Ministero per i Beni e le Attivita' Culturali-Direzione generale archivi

Servizio Archivistico Nazionale

Archivi d'impresa

BENEDUCE, Alberto

Alberto Beneduce, 1930 ca. (Archivio storico Ina Assitalia spa).

 
 

Caserta, 29 marzo 1877 - Roma, 26 aprile 1944

Nonostante le modeste condizioni della famiglia, si laurea nel 1902 in discipline matematiche a Napoli; nel 1904 è assunto al Ministero di Agricoltura, Industria e Commercio, nella sezione preposta alle statistiche.
Nel 1910 collabora con il Commissariato dell’Emigrazione e con il Consiglio Superiore di Statistica, di recente istituzione. Nel corso dello stesso anno consegue la libera docenza per l’insegnamento di Statistica e Demografia; l’anno successivo predispone le operazioni per il compimento del quarto censimento demografico e del primo censimento industriale nazionale. Entra a far parte della direzione del «Giornale degli economisti» e, a partire dal 1911, abbandona il campo delle ricerche demografiche per dedicarsi ai nuovi interessi nel campo della finanza, mentre si avvicina agli ambienti politici di orientamento radicale e social-riformista. Sempre nel 1911 Francesco Saverio Nitti lo chiama a collaborare al progetto di fondazione dell’Istituto nazionale delle assicurazioni (Ina). Nel 1914 ottiene la cattedra universitaria presso l’Istituto Superiore di Studi Commerciali di Genova.

 

Nel gruppo social-riformista
Allo scoppio della Prima guerra mondiale aderisce alle posizioni interventiste e sostiene, con Bissolati e Nitti, i gruppi democratici che auspicavano lo schieramento a fianco delle democrazie occidentali.
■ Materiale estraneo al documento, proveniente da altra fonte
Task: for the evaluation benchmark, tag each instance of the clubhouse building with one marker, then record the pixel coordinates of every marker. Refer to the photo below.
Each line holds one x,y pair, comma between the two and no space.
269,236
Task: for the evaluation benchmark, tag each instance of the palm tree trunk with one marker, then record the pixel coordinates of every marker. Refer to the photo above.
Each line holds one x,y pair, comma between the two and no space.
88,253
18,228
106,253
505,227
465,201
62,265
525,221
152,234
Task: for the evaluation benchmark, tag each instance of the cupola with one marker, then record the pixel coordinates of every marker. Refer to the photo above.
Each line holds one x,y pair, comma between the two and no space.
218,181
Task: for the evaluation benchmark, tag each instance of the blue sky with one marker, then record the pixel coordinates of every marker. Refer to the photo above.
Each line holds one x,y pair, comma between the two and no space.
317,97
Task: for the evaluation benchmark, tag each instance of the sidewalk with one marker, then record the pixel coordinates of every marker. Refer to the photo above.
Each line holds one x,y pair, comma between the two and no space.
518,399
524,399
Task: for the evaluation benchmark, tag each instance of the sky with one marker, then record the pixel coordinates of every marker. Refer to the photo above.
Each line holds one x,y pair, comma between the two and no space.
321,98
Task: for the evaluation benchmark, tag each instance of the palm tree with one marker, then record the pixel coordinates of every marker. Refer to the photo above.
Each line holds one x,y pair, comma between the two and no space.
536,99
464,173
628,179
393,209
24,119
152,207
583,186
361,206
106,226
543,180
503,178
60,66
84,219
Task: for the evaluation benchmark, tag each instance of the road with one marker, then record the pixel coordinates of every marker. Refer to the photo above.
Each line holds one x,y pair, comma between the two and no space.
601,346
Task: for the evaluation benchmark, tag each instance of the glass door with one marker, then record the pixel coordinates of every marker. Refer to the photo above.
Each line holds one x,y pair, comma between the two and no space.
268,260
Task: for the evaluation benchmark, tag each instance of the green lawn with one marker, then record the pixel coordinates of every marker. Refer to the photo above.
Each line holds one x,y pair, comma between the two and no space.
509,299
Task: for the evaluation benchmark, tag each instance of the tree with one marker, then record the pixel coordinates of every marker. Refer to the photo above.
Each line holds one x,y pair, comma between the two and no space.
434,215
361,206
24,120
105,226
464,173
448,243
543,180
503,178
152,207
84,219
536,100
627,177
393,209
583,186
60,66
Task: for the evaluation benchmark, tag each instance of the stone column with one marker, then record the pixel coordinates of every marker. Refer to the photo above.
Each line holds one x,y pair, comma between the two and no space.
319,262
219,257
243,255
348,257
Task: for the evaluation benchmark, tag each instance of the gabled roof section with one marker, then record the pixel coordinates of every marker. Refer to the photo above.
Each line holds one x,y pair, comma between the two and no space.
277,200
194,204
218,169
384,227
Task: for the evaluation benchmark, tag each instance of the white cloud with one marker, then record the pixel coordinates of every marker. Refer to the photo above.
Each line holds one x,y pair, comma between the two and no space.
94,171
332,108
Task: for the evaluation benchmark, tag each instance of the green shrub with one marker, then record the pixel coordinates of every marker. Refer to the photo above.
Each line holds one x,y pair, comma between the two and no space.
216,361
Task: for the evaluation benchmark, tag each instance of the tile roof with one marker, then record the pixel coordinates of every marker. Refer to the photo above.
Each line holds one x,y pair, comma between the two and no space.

Si occupa dei problemi economico-finanziari connessi alle necessità belliche e collabora con Bonaldo Stringher, allora Direttore Generale della Banca d’Italia, alla istituzione del Consorzio per sovvenzioni su valori industriali, lo strumento destinato ad aiutare finanziariamente le imprese industriali nella congiuntura di guerra. Prima volontario e poi ufficiale in un reparto combattente del Genio, Beneduce lascia il fronte per assumere nel 1916 l’incarico di Consigliere delegato dell’Ina.
Nel novembre del 1919 è eletto Deputato e aderisce al gruppo social-riformista. Come Presidente della Commissione Finanza e Tesoro della Camera ha una parte importante nella formulazione della legislazione economica e finanziaria dei governi Nitti e Giolitti. Entra infine a far parte del Governo costituito da Bonomi nel luglio 1921, con la carica – di recente istituzione – di Ministro del Lavoro e della Previdenza Sociale.
Tra il 1919 e il 1922 l’attività politica di Beneduce è particolarmente intensa, a causa della sua partecipazione a numerose commissioni e all’assunzione di diversi incarichi speciali. È infatti membro della Commissione di Vigilanza sugli Istituti di Emissione, della Commissione per la Difesa della Valuta Italiana, del Comitato per i Trattati di Commercio, e delle missioni ufficiali alle Conferenze internazionali di Bruxelles (1920) e di Genova (1922), indette per discutere i più urgenti problemi economico-finanziari del dopoguerra; collabora inoltre con Stringher alla costituzione dell’Istituto nazionale dei cambi con l’estero, di cui diviene Consigliere di amministrazione nel 1919. In questo periodo Beneduce si allontana dai programmi socialisti e sostiene la necessità dell’intervento diretto dello Stato nell’economia attraverso adeguati strumenti finanziari e istituzionali di stimolo e controllo dello sviluppo. Sostiene inoltre la necessità di una normalizzazione dei rapporti finanziari internazionali attraverso forme di collaborazione fra i governi che consentano di sostenere i programmi di ricostruzione post-bellica e di sviluppo industriale.